Et Chiune Sugihara ? Il quitta volontairement son poste en 1947 et ne fut ni blâmé ni récompensé pour son action. Son rôle ne fut mis en lumière par les autorités israéliennes que dans les années 60, avant d’être reconnu comme un Juste. Les Japonais apprirent avec surprise cet épisode grâce au récit rédigé par la veuve de Chiune Sugihara. Il reste encore largement inconnu même si les Japonais savent qu’ils n’eurent pas de rôle dans l’entreprise d’extermination.
Une mémoire entretenue
Que reste-t-il aujourd’hui de cette aventure ? Tout d’abord les dernières traces de la communauté de Kobe, la synagogue Ohel Chelomo, datant de 1912, et son centre culturel qui propose encore une collection de photos des réfugiés arrivés à Kobe. A Yaotsu, le Sugihara Chiune Memorial Hall, bien que de taille réduite, réussit à transmettre au visiteur la mémoire et l’émotion de cet épisode malgré le manque de matériel authentique.

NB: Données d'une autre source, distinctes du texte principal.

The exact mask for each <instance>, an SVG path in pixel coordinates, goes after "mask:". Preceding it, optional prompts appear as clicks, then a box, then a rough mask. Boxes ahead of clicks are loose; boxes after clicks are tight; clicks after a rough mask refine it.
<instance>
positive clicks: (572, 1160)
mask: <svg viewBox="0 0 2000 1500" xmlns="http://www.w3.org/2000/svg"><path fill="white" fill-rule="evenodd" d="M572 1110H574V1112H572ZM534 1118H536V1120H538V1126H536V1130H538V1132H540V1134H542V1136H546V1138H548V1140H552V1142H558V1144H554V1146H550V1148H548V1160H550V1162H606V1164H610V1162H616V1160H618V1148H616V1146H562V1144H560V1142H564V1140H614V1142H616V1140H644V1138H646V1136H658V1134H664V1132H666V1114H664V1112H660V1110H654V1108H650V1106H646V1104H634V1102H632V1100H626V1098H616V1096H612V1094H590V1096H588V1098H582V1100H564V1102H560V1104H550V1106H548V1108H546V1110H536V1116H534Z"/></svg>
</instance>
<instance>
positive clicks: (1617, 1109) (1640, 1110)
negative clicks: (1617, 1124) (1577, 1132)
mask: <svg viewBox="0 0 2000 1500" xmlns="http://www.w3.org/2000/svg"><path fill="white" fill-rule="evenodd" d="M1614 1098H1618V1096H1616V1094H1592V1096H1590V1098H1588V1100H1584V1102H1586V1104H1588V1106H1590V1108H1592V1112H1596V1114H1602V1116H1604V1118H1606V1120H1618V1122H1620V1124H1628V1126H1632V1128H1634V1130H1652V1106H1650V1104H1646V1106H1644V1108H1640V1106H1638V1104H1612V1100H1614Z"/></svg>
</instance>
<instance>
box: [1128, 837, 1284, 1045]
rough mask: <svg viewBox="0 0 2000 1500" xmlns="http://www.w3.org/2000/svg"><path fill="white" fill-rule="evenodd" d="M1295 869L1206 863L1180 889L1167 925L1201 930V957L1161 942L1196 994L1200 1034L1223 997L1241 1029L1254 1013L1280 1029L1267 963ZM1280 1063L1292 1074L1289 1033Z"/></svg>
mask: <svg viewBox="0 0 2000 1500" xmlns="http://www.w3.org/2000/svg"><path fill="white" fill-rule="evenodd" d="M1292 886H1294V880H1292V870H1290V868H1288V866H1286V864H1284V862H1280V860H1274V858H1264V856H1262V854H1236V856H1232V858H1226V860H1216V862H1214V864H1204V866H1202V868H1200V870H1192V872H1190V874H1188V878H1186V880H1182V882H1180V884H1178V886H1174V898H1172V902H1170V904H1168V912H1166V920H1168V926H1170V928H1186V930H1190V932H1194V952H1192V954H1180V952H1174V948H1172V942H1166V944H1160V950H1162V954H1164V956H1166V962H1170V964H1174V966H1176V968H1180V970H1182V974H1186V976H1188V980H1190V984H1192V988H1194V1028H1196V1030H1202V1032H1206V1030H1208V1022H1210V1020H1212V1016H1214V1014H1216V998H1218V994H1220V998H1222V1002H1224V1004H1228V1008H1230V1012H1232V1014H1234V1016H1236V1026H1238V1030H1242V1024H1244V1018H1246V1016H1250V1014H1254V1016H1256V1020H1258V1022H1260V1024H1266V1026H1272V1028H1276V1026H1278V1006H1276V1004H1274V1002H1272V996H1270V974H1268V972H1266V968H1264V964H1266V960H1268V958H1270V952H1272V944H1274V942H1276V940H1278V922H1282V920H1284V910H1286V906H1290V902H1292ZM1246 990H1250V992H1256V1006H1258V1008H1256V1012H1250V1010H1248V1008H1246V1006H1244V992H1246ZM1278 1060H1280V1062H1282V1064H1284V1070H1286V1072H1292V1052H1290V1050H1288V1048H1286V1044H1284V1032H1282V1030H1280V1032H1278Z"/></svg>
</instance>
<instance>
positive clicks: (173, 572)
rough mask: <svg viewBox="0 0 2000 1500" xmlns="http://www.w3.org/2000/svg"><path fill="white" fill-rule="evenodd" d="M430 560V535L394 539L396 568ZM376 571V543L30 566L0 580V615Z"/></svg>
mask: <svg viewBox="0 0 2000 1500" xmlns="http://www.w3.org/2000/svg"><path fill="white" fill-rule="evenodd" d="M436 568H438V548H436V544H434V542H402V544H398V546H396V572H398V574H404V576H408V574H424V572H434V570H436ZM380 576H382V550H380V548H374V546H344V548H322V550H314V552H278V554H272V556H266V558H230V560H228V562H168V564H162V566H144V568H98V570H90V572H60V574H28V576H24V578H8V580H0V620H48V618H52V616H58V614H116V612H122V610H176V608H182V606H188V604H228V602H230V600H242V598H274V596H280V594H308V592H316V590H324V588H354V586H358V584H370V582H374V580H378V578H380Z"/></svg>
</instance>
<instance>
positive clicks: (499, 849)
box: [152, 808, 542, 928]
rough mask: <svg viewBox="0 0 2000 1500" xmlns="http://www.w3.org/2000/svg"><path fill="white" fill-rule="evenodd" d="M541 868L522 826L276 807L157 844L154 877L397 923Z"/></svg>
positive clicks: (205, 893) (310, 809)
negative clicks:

Non loin de là, deux monuments célèbrent le Juste. L’un d’eux fut offert par les habitants tandis que l’autre est le témoignage de la reconnaissance des Israéliens. Ils se situent dans un parc verdoyant, propre à apporter la sérénité qui convient aux lieux de souvenir. Le lieu est visité chaque année par un grand nombre de descendants de réfugiés, estimés à plus de 40 000 personnes et par des Japonais fiers de compter un Juste parmi eux.
Source http://hassidout.org/sj/component/content/article/239-israel/51017-le-japon-et-les-juifs-durant-la-guerre
Signalons que deux livres ont paru en français à cet égard, et que Kountrass a consacré son numéro… 2 au miracle de la fuite vers Shanghai, où la mémoire de ce « juste » a été évoquée.